DATAWAREHOUSING

WHY Data Warehousing?

Data warehousing is mainly done for the reporting purposes. All the historical data is put into a Data warehouse, which can be thought of as a Very large Database. Later on, reports are generating out of this Data Warehouse to do analysis of the business.

What is difference between Enterprise Data Warehouse (EDW) and a Data Mart?

EDW consists of all the information associated with the entire Organization. For example, it will contain information about all the departments (Say Finance, Human Resource, Marketing, Sales etc).

Where as Data Mart ONLY contains the data that is specific to one department (Say only Finance).

Data Warehousing Tools

ETL Tools

ETL means Extraction, Transformation and Loading. And tools that extract data from different data sources (SQLServer, Oracle, Flat Files, Sybase etc) into a Datawarehouse are known as ETL tools. Some popular ETL tools in market are Informatica, Ab Initio and Datastage.

Reporting Tools

Reporting tools are used to generate the reports out of the information (data) stored in the Data warehouse. Some popular reporting tools in the market are Business Objects, Cognos, Microstrategy etc.

Data Modeling

A Datawarehouse is based on Fact and Dimension tables. Establishing relationship between various Fact table(s) and Dimension tables is called “Data Modeling”. Fact table contains numeric data that is needed in reports e.g. revenue, sales etc Fact table contain information about all dimension table that it is related to. This means FACT table has all the Dimension Keys as Foreign Keys.

Data Modeling is of two types:

1. Star Schema Design:

Dimension tables surrounds Fact table. Data is in de-normalized form.

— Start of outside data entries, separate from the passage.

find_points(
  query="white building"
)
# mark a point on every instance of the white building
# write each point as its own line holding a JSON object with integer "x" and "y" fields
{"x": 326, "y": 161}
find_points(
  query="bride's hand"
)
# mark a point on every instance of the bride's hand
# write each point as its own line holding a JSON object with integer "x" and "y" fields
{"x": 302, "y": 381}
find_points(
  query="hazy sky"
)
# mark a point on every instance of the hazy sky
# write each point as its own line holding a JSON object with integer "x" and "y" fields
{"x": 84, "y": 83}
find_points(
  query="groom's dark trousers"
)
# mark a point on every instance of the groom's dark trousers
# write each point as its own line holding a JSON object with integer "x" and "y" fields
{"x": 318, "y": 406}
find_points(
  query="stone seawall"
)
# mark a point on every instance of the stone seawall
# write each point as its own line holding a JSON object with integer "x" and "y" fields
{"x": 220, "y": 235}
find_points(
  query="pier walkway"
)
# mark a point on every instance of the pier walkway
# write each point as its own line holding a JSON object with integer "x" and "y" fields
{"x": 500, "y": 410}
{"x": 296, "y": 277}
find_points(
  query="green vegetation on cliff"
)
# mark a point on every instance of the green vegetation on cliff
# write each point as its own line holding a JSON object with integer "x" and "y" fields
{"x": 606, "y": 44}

2. Snow Flakes Schema Design:

Dimension tables surrounds Fact table. Data is in normalized form. Dimension table may be further split into a sub-dimension table.

Informatica Tool Installation

1. Install Oracle.

2. Install Informatica Client Tools.

3. Install Informatica Server.

While Installing the Informatica Server, Give keys for all databases, Give name for Repository (and user name and password), Give TCP/IP Port number (4001), Choose Oracle Version.

The ODBC Driver For Oracle is “Merant-32 bit for Oracle”.

INFORMATICA

About PowerCenter and PowerMart

Welcome to PowerMart and PowerCenter, Informatica’s integrated suite of software products that deliver an open, scalable solution addressing the complete life cycle for data warehouse and analytic application development. Both PowerMart and PowerCenter combine the latest technology enhancements for reliably managing data repositories and delivering information resources in a timely, usable manner.

The metadata repository coordinates and drives a variety of core functions including extraction, transformation, loading, and management. The Informatica Server can extract large volumes of data from multiple platforms, handle complex transformations, and support high-speed loads. PowerMart and PowerCenter can simplify and accelerate the process of moving data warehouses from development to test to full production.

Software features that differ between the PowerMart and PowerCenter:

If You Are Using PowerCenter

With PowerCenter, you receive all product functionality, including the ability to register multiple servers, share metadata across repositories, and partition data.

A PowerCenter license lets you create a single repository that you can configure as a global repository, the core component of a data warehouse.

When this guide mentions a PowerCenter Server, it is referring to an Informatica Server with a PowerCenter license.

If You Are Using PowerMart

This version of PowerMart includes all features except distributed metadata, multiple registered servers, and data partitioning. Also, the various options available with PowerCenter (such as PowerCenter Integration Server for BW, PowerConnect for IBM DB2, PowerConnect for IBM MQSeries, PowerConnect for SAP R/3, PowerConnect for Siebel, and PowerConnect for PeopleSoft) are not available with PowerMart.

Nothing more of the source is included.